Un an plus tard, à Berlin, rebelote. Bekele tente le doublé 5000-10000 que personne n’a réussi dans l’histoire des mondiaux (Mo Farah le réussira en 2013 et 2015). Zersenay Tadese est à nouveau présent et veut son titre du 10000m. Excellent coureur sur route (il détient le record du monde du semi-marathon depuis 2010 en 58’23 »), il est celui qui a empêché l’Ethiopien en 2007 de remporter un 6ème titre mondial de cross d’affilée, au Kenya qui plus est. Alors il y va et après 4000m, passe en tête et  enchaine les tours entre 62″ et 64″. Il n’est pas là pour donner la becquée. Les poursuivants Bekele et Ndiema Masai s’accrochent. Le public allemand encourage les 3 hommes sans relâche. La plupart des autres adversaires prennent plus d’un tour et semblent être de vulgaires coureurs dominicaux. Pourtant, ils valent tous au moins 28′ aux 10Kms. Dans le dernier kilomètre, le Kenyan clignote de partout. C’en est fini pour lui (3ème). Devant on sent l’inéluctable. La cloche du dernier tour retentit et la machine éthiopienne se met en route. On a mal pour l’Erythréen. Sans remercier son blablacar, Bekele file vers son 4ème titre mondial et bat le record des championnats: 26’46″31.

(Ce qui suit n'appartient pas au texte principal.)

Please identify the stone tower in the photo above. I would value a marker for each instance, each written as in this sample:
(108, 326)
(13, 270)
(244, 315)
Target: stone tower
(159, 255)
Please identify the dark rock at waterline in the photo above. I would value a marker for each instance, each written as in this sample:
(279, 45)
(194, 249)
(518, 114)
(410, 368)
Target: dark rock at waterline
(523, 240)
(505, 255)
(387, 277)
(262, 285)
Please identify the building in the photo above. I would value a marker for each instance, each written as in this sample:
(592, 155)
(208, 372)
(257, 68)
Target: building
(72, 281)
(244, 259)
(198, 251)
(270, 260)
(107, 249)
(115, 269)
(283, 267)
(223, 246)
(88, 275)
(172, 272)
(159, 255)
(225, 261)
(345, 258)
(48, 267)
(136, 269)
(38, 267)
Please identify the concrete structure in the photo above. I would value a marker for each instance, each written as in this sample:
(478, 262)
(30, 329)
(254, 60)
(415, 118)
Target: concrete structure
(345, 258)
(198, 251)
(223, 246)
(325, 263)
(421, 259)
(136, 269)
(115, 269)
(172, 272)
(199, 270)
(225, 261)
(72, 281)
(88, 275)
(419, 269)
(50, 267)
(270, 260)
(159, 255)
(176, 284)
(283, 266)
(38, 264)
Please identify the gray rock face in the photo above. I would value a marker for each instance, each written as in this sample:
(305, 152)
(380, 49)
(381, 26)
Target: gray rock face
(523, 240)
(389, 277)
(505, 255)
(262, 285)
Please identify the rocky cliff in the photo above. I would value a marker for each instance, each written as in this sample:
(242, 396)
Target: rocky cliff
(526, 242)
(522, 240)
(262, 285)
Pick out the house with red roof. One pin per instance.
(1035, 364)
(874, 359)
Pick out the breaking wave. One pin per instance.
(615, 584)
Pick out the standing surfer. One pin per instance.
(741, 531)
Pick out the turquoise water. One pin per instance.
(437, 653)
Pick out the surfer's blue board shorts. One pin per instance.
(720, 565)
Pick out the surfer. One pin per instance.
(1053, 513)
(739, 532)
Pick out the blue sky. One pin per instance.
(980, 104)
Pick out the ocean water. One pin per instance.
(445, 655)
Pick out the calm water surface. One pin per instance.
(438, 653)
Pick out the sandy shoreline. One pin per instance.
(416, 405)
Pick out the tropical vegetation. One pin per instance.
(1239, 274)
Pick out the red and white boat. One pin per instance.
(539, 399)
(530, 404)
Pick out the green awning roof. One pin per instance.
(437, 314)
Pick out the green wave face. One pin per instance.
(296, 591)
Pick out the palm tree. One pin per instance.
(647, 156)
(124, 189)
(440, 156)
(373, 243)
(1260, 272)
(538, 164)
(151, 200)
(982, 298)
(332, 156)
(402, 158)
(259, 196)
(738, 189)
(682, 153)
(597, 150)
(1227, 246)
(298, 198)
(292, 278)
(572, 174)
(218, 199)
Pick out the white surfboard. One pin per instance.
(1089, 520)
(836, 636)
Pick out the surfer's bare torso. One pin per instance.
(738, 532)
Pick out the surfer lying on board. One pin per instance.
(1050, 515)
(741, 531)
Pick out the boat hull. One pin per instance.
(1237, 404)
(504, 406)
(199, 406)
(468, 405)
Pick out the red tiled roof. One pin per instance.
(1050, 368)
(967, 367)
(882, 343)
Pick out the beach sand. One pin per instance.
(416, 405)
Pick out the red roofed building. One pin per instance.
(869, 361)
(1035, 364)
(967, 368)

6 jours plus tard, on prend ses adversaires chinois, on rajoute Mo Farah et on recommence. Et le résultat final est le même: Bekele bat au sprint Lagat, Kipsiro et Kipchoge. Seul James Kwalia C’Kurui, un Qatari d’origine kenyanne, s’intercale à la 3ème place. L’Ethiopien peut savourer, ce sera son dernier titre mondial.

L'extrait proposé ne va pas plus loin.